“Bisogna incazzarsi, ora”
Concita De Gregorio scrive di donne e soldi per l’8 marzo: ma che sia l’ultima volta
Oggi, 8 marzo, è la Festa della donna. Per l’occasione Concita De Gregorio ha scritto su Repubblica un articolo, pubblicato in prima pagina, dal titolo “Quando questa firma sarà di un uomo”: spiega infatti che è un articolo che le è stato assegnato da uomini, perché a dirigere il suo giornale sono uomini, e perché della Festa della donna si ritiene debba scrivere una donna. Nell’articolo De Gregorio dice di aver accettato di scrivere dell’argomento a patto che a scriverne l’anno prossimo sia un uomo. Poi inizia a spiegare “quello che sa” sul tema.
L’articolo inizia così:
Arrivo in redazione e, al settimo piano, percorro il corridoio lungo il quale mi fermo a salutare le segretarie, anima e memoria del giornale in cui lavoro — salvo una breve interruzione — da trent’anni. Infine entro nell’ultima stanza, quella grande. La sala riunioni. Attorno al tavolo, la direzione: sono tutti uomini. È così da sempre. Le segretarie sono donne, i direttori e i vicedirettori sono uomini. Non ci si fa più nemmeno caso, come fosse un dato di natura. Buongiorno, buongiorno. Come va? Tutto bene. Stavamo pensando a te per un pezzo. Ed è infatti questo, con una certa ironia, il tema del mio compito di oggi: è l’8 marzo.
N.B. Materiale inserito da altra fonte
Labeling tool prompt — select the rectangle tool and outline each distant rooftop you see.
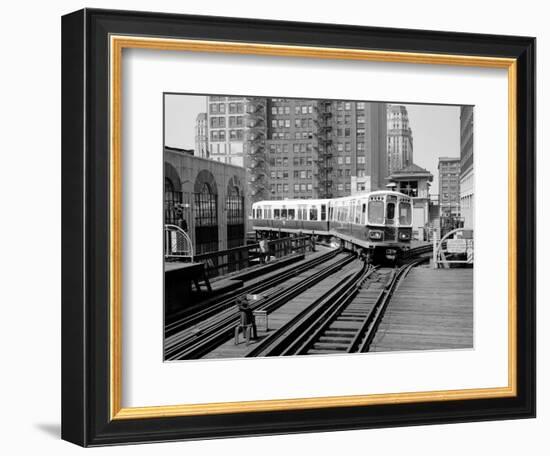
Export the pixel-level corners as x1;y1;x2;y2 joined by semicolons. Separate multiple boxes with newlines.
164;146;195;155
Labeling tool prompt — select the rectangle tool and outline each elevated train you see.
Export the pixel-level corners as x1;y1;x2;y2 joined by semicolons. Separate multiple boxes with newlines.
252;190;412;260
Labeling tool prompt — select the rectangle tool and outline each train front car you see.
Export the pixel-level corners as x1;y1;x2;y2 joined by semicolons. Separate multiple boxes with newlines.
364;191;412;261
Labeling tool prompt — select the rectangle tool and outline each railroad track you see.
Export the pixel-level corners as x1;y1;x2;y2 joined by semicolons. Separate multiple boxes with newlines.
164;249;354;361
246;258;425;357
164;250;339;336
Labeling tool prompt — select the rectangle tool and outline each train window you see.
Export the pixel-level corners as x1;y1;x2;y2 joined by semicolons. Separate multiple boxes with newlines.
386;203;395;220
309;206;317;220
399;202;411;225
369;201;384;224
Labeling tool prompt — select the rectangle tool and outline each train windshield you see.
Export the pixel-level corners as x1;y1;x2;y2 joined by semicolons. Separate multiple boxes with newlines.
369;201;384;224
399;202;411;225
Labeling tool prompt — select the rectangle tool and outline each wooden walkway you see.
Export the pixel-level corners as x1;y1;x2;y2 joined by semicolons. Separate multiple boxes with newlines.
203;261;361;359
371;265;474;352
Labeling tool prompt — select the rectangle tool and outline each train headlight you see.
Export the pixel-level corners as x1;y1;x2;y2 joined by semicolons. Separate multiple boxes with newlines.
369;231;382;240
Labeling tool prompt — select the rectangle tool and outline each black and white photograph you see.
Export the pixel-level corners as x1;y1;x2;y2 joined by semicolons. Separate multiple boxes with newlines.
163;93;475;362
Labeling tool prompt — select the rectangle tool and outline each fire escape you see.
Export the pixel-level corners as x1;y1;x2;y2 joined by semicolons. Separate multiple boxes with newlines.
314;100;332;198
245;97;269;202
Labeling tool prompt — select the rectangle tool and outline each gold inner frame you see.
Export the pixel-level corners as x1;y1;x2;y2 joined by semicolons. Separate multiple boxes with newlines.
109;35;517;420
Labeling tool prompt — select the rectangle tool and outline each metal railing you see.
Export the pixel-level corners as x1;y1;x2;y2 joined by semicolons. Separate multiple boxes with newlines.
194;236;312;278
433;228;474;269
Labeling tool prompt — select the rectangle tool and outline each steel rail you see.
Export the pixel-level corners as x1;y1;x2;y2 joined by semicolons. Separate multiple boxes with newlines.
165;250;340;336
165;255;354;360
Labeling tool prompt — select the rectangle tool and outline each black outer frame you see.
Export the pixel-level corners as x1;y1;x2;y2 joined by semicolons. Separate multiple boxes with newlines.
61;9;535;446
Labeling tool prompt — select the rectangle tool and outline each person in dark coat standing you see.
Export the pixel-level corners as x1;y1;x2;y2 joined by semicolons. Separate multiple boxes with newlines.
236;297;258;339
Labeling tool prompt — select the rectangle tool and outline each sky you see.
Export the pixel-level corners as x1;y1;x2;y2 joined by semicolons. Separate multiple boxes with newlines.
165;94;460;194
164;94;206;149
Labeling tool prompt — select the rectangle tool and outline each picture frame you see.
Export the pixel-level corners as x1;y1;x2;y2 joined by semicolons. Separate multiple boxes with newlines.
62;9;536;446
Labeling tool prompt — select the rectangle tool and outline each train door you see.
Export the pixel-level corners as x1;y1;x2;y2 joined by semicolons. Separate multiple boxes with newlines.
384;195;397;241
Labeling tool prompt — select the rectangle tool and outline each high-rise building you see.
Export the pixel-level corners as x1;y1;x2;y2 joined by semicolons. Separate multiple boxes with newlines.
267;99;387;199
437;157;460;217
207;96;246;166
387;105;413;174
195;112;210;158
201;96;389;202
460;106;474;229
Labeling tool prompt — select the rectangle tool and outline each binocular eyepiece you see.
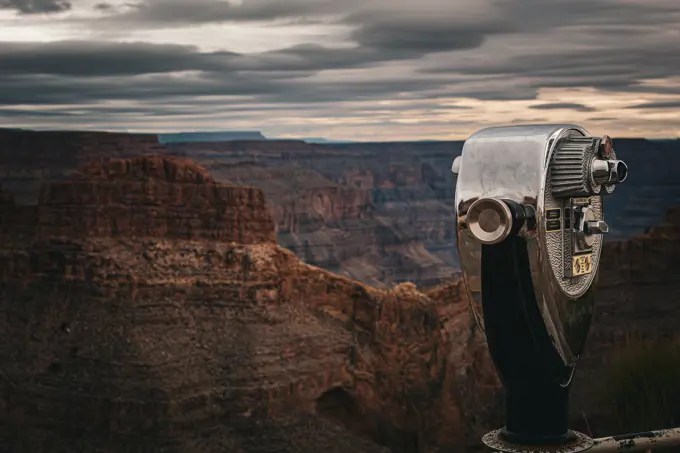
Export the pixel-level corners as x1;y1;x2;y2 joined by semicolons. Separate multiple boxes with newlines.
452;125;628;451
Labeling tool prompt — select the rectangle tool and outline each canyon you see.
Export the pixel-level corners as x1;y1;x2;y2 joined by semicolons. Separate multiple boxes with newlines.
5;130;680;288
0;157;498;453
0;131;680;453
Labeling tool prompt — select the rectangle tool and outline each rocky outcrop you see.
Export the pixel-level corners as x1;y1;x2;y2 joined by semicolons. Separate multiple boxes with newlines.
0;129;166;205
170;139;680;287
4;156;276;244
573;205;680;435
0;157;497;453
169;141;460;287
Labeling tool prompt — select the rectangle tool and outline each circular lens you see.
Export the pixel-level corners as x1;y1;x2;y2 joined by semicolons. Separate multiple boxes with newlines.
616;161;628;182
467;198;512;244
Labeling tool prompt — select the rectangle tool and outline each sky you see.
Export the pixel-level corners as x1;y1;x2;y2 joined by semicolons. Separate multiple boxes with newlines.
0;0;680;141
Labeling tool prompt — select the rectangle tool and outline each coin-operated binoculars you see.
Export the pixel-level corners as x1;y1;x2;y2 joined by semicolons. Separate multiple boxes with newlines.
452;125;628;452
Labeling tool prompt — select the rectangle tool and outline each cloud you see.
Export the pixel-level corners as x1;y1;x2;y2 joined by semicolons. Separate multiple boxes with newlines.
529;102;597;112
0;0;680;138
0;0;72;14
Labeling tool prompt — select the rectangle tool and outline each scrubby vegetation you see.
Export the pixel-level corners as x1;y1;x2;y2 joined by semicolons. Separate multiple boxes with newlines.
601;339;680;432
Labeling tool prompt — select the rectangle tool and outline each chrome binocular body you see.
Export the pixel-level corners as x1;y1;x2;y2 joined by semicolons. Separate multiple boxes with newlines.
452;124;628;443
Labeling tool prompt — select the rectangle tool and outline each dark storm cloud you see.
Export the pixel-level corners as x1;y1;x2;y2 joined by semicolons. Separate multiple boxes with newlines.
0;0;72;14
0;0;680;116
529;102;596;112
0;41;236;76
E bisogna di nuovo descrivere lo squilibrio fra compiti di responsabilità affidati alle donne, che sono la maggioranza nel Paese e ovviamente l’estrema minoranza alla guida delle imprese, delle università e dei teatri, dei ministeri, dei giornali. Sono inoltre pagate molto meno, da generali come da soldati semplici, ragione per cui è evidente che se bisogna scegliere – in una famiglia – a chi convenga lavorare, la scelta cade su chi guadagna di più. Propongo allora di scrivere di quello che so per esperienza diretta, che ho provato nella vita, sull’argomento, a condizione che l’anno prossimo sia un uomo a svolgere il tema: proposta accettata. Quello che so è questo.
Le donne, in quanto esseri umani, rispondono alle categorie di ogni essere umano. Ce ne sono di bravissime e di scarse, di corrotte e di incorruttibili, di servili e di indomite. Ed è questa la ragione, credo, per cui in quanto esseri umani dovrebbero essere valutate per quello che riescono a fare, per come lo fanno, ed essere retribuite al pari di chi – di opposto o fluido sesso, etnia, religione, altezza, colore dei capelli o peso – svolge quel compito.
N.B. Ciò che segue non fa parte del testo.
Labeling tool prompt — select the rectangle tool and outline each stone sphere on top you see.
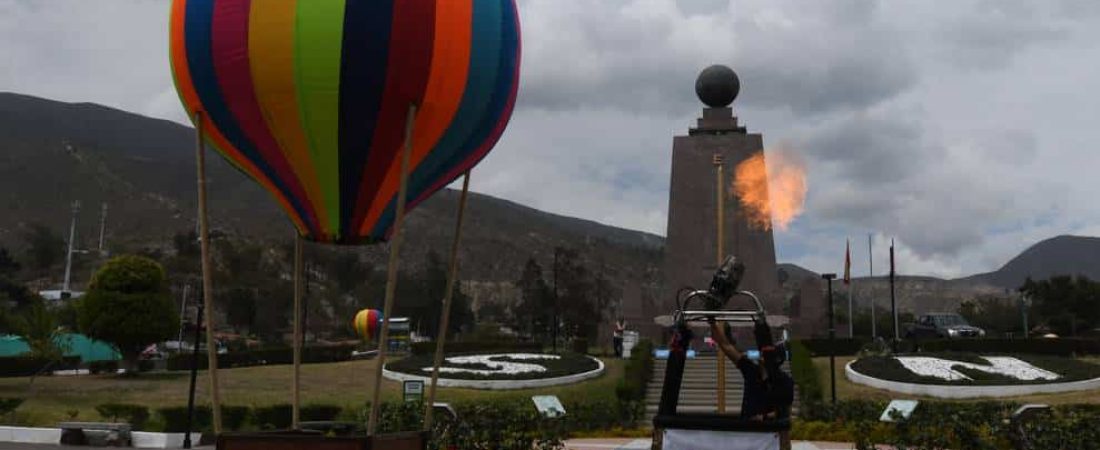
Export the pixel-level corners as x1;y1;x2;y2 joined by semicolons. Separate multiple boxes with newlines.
695;64;741;108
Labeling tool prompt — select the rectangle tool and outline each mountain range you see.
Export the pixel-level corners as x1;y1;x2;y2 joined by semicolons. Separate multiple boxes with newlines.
0;92;1100;314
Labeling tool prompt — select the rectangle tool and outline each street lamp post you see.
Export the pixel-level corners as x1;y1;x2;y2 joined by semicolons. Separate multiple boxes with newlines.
822;274;836;405
184;292;204;449
552;249;559;353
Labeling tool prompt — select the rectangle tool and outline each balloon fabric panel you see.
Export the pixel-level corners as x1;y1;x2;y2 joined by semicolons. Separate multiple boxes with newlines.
168;1;304;235
249;0;337;241
338;1;404;244
211;0;317;235
352;0;447;232
356;0;473;238
171;0;519;244
294;0;344;234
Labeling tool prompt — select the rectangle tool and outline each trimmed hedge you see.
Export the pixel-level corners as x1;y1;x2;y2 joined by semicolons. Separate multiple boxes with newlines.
88;361;119;374
252;403;293;430
917;338;1100;356
96;403;149;430
167;344;358;371
409;341;541;356
156;405;252;432
298;405;343;421
790;341;825;404
386;353;600;380
0;397;23;416
851;353;1100;386
616;339;653;429
0;355;80;376
800;338;870;356
792;400;1100;450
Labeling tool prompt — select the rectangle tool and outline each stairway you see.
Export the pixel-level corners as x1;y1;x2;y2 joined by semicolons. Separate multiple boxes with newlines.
645;355;799;424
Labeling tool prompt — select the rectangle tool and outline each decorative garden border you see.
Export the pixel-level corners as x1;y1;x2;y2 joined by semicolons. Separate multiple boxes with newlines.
844;361;1100;398
382;356;604;391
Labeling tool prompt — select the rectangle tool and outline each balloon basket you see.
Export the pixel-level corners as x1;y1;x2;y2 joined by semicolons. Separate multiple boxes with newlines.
653;414;791;450
217;430;428;450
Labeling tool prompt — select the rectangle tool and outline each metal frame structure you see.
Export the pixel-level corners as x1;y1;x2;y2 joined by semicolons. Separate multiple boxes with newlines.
653;289;791;450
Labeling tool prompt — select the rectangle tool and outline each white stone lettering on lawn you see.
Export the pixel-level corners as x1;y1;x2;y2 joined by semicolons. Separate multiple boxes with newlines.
421;353;561;375
897;356;1062;381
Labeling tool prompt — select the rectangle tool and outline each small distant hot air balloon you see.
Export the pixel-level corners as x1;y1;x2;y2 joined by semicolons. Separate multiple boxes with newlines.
352;309;382;341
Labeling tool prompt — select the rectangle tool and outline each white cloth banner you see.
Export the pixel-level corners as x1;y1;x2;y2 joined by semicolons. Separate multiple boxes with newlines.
661;429;780;450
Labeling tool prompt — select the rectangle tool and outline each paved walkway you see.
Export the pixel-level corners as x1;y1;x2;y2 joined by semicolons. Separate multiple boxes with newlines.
565;438;855;450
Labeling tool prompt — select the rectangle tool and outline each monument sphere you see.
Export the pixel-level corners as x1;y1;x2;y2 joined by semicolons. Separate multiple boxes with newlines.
695;64;741;108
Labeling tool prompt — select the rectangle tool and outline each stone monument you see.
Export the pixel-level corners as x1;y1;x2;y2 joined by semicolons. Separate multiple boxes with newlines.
650;66;785;339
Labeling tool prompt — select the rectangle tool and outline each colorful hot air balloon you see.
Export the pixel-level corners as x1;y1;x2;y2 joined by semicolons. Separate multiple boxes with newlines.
171;0;520;244
352;309;382;341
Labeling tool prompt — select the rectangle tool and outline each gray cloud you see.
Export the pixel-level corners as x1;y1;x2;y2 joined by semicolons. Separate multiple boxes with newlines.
524;0;914;114
0;0;1100;275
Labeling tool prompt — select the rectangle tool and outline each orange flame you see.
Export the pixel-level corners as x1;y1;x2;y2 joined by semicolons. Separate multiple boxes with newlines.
733;150;806;230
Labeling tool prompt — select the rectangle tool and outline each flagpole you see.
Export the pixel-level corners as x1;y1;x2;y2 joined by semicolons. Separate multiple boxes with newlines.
890;239;900;350
867;233;879;341
844;239;856;338
366;103;417;438
195;111;221;436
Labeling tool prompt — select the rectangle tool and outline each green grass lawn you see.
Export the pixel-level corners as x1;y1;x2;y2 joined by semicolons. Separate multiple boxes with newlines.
814;356;1100;405
0;359;624;426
De Gregorio parla poi di una questione personale, di quando fu direttrice dell’Unità:
Guadagnavo, all’epoca, moltissimo meno dei miei predecessori. Lo so con certezza perché li ho liquidati io. D’altra parte in Rai quando ho preso il posto e poi l’ho di nuovo ceduto a chi mi ha preceduta e seguita nel medesimo orario, sulla medesima rete, nel medesimo compito ho avuto un ingaggio inferiore della quarta parte di quello del mio omologo. La metà della metà (che poi non riscuotevo per altri problemi personali, ormai noti, ma è il principio che conta). Avrei potuto rifiutare, certo. Rinunciare. Stare fuori, si può sempre dire no e stare fuori. Ma fuori spesso piove, fa freddo, e a un certo punto bisogna rientrare.
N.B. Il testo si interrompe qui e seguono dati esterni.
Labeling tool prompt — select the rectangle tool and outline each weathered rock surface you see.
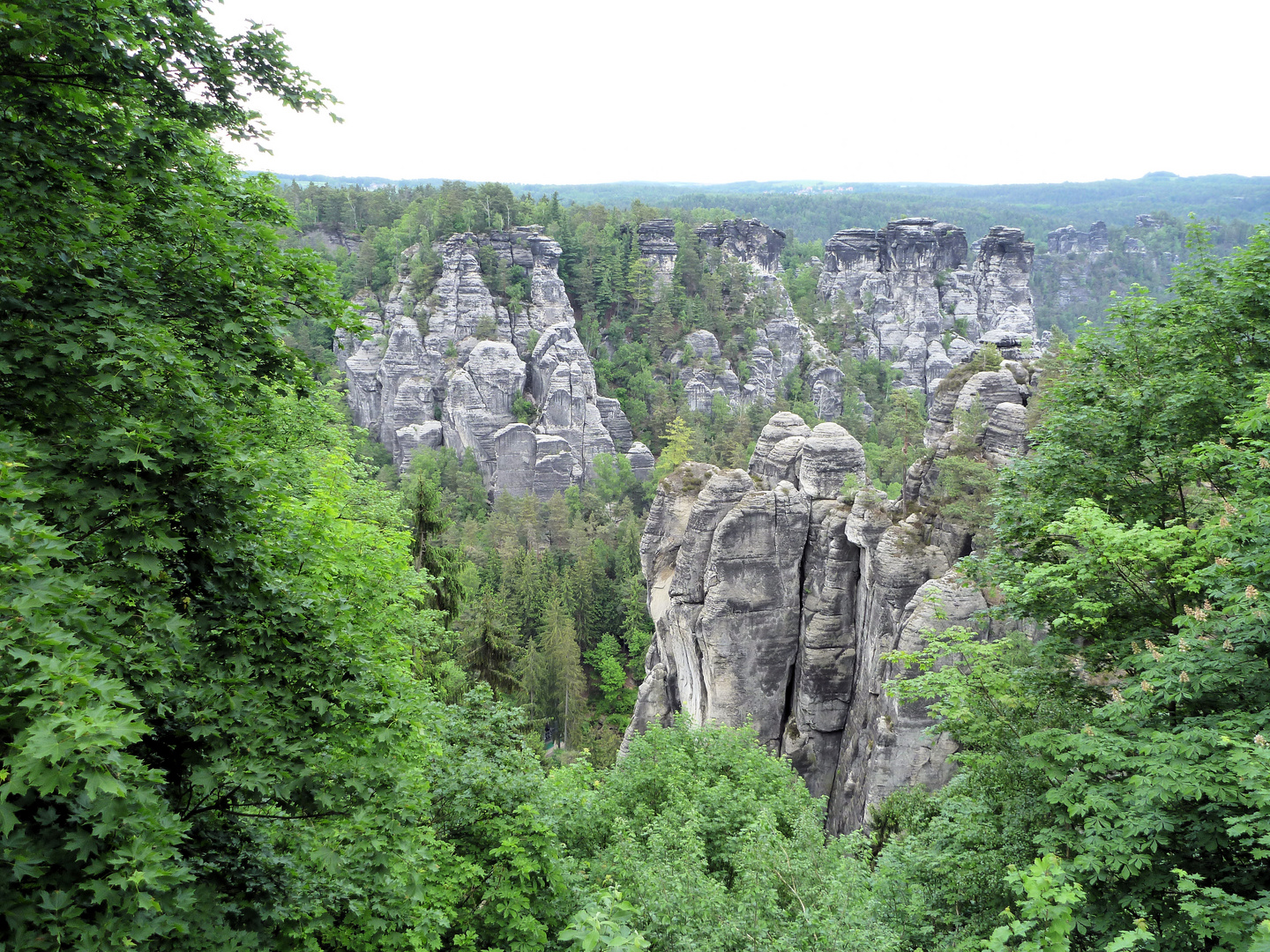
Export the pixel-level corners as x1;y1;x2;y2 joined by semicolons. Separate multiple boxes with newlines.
817;219;1036;398
696;219;785;275
335;226;639;497
624;347;1031;833
636;219;679;297
1045;221;1111;255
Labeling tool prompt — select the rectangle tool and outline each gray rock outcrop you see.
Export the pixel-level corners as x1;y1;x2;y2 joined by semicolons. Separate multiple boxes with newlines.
696;219;785;275
817;219;1036;398
1045;221;1111;255
624;347;1031;833
335;226;639;497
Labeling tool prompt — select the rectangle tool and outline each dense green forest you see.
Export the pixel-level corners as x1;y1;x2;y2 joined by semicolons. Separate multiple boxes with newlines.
7;0;1270;952
260;173;1270;242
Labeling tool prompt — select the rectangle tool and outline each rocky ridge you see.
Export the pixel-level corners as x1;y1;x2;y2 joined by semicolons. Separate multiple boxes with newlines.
335;226;652;497
624;347;1033;833
817;219;1042;398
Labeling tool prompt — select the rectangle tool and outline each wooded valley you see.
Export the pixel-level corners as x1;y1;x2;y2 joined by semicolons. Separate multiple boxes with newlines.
0;0;1270;952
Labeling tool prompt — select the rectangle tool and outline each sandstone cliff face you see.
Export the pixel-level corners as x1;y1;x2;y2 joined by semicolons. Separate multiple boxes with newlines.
624;361;1030;833
335;226;652;497
696;219;785;275
817;219;1036;398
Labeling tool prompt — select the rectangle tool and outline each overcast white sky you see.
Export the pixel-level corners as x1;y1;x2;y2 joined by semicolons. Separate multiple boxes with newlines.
213;0;1270;182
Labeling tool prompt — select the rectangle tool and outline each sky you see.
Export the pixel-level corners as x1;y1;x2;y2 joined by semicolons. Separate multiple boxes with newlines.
213;0;1270;184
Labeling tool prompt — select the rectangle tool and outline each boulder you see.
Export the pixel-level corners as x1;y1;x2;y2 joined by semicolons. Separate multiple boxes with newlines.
797;423;868;499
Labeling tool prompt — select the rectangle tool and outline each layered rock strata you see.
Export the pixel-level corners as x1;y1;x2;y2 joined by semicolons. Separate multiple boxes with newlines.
696;219;785;277
335;226;652;497
624;355;1030;833
817;219;1036;398
1045;221;1111;255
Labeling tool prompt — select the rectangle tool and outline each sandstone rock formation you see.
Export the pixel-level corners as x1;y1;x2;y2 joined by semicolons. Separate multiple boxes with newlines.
696;219;785;277
636;219;679;297
335;226;652;497
1045;221;1111;255
817;219;1036;398
624;347;1031;833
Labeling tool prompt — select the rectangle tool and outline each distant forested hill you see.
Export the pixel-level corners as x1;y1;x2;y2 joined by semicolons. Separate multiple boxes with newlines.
265;173;1270;243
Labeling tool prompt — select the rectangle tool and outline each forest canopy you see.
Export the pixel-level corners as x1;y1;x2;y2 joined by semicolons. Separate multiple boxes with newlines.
0;0;1270;952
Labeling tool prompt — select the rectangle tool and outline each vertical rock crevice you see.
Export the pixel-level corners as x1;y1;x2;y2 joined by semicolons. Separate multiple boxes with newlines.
624;332;1033;833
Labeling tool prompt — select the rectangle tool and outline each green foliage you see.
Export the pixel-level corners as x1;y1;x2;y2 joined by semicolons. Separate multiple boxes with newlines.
512;393;539;423
983;854;1092;952
560;888;649;952
549;718;898;952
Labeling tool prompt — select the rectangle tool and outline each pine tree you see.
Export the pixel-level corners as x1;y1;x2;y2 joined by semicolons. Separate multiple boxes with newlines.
527;592;586;747
464;588;525;701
Se ci fosse un sindacato attivo, poniamo l’ipotesi, sarebbe questo un bel compito – una bella battaglia da combattere. Invece c’è sempre qualcuno che farà lo stesso lavoro al posto tuo, se rinunci. A condizioni anche peggiori, e ringrazia per quello che ti offrono. Quale sindacato.
Infine:
Pagateci per quello che sappiamo fare. Non abbiate paura del confronto, se è sul merito. Bisogna pretenderlo, non succederà da solo: bisogna incazzarsi, ora. Lo spirito del tempo non è un granché. Le destre avanzano, è ora di alzare la voce. Presto sarà tardi. Infine. Quando sarà un uomo a scrivere questo pezzo sarà un bel giorno. Un essere umano di sesso maschile. Ce ne sono di corrotti e di onesti, di belli e brutti, di capaci e incapaci. Come tutti, tutte. È uguale, provate a pensarci tenendo a mente le vostre figlie. Come esercizio. Il prossimo 8 marzo, signori, a voi.